The first element of the data list has key-value pair protocol: 3minutes, meaning that this element contains 3 minutes of EEG recorded while the subject was asked to relax and look at the computer screen. Let’s take a look at 2 seconds of this data.
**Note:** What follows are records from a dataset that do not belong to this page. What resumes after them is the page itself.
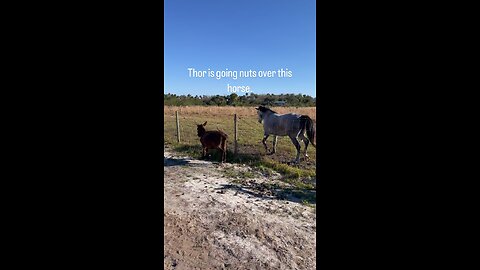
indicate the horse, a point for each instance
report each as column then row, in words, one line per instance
column 292, row 125
column 212, row 139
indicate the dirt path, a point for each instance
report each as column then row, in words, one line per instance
column 216, row 222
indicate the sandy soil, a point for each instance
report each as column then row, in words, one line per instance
column 212, row 221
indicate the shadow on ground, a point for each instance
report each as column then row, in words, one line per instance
column 273, row 191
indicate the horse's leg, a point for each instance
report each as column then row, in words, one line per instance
column 297, row 146
column 265, row 137
column 306, row 141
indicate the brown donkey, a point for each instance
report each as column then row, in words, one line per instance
column 212, row 139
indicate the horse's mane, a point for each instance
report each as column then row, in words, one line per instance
column 265, row 109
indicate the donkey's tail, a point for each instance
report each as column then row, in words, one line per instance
column 309, row 127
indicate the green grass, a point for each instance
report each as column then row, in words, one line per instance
column 250, row 148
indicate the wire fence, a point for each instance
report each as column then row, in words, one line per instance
column 240, row 123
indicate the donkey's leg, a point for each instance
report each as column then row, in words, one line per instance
column 274, row 144
column 297, row 146
column 306, row 141
column 265, row 137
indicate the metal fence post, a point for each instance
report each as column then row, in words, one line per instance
column 178, row 127
column 235, row 132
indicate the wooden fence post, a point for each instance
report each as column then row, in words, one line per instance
column 235, row 132
column 178, row 126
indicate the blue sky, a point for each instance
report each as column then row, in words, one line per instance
column 239, row 35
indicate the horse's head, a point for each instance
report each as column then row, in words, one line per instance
column 262, row 111
column 201, row 129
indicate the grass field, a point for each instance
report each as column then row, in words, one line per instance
column 250, row 135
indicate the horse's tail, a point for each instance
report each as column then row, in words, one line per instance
column 308, row 126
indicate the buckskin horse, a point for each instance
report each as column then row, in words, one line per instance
column 292, row 125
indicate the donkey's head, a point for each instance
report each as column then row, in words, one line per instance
column 201, row 129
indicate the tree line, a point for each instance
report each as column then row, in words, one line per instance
column 249, row 99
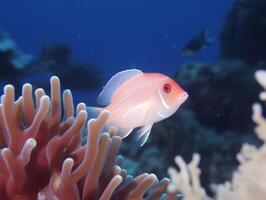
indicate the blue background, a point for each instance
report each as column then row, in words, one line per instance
column 116, row 34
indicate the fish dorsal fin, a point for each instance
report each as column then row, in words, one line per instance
column 114, row 83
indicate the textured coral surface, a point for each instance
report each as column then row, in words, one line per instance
column 248, row 180
column 42, row 156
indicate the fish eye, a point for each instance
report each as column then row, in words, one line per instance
column 167, row 88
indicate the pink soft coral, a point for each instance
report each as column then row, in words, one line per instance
column 42, row 156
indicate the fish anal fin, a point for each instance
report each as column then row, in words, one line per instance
column 113, row 84
column 123, row 132
column 141, row 135
column 93, row 112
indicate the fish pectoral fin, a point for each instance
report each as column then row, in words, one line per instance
column 142, row 134
column 123, row 132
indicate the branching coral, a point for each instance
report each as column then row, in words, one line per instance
column 42, row 156
column 248, row 182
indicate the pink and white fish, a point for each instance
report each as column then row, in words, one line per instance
column 138, row 100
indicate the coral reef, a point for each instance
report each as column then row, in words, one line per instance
column 243, row 35
column 212, row 122
column 248, row 181
column 41, row 156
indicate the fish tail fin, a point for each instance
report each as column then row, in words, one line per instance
column 93, row 112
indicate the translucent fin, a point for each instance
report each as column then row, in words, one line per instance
column 123, row 132
column 113, row 84
column 142, row 134
column 93, row 112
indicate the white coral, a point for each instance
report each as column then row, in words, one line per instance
column 249, row 180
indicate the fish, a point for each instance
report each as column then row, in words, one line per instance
column 136, row 99
column 196, row 44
The EEG consists of one matrix with 9 rows and 46,342 columns. The 9 rows correspond to the channels channels:  ['F3', 'F4', 'C3', 'C4', 'P3', 'P4', 'O1', 'O2'] plus one more channel that is used to mark stimuli onset and offset, which is not used for the 3 minute protocol. The number of samples (in columns) in one second depends on the sample rate, which for this device, device: GAMMAsys, is 256 samples per second, sample rate: 256. Let’s plot data from all 9 channels for columns 1,000 to 1,512.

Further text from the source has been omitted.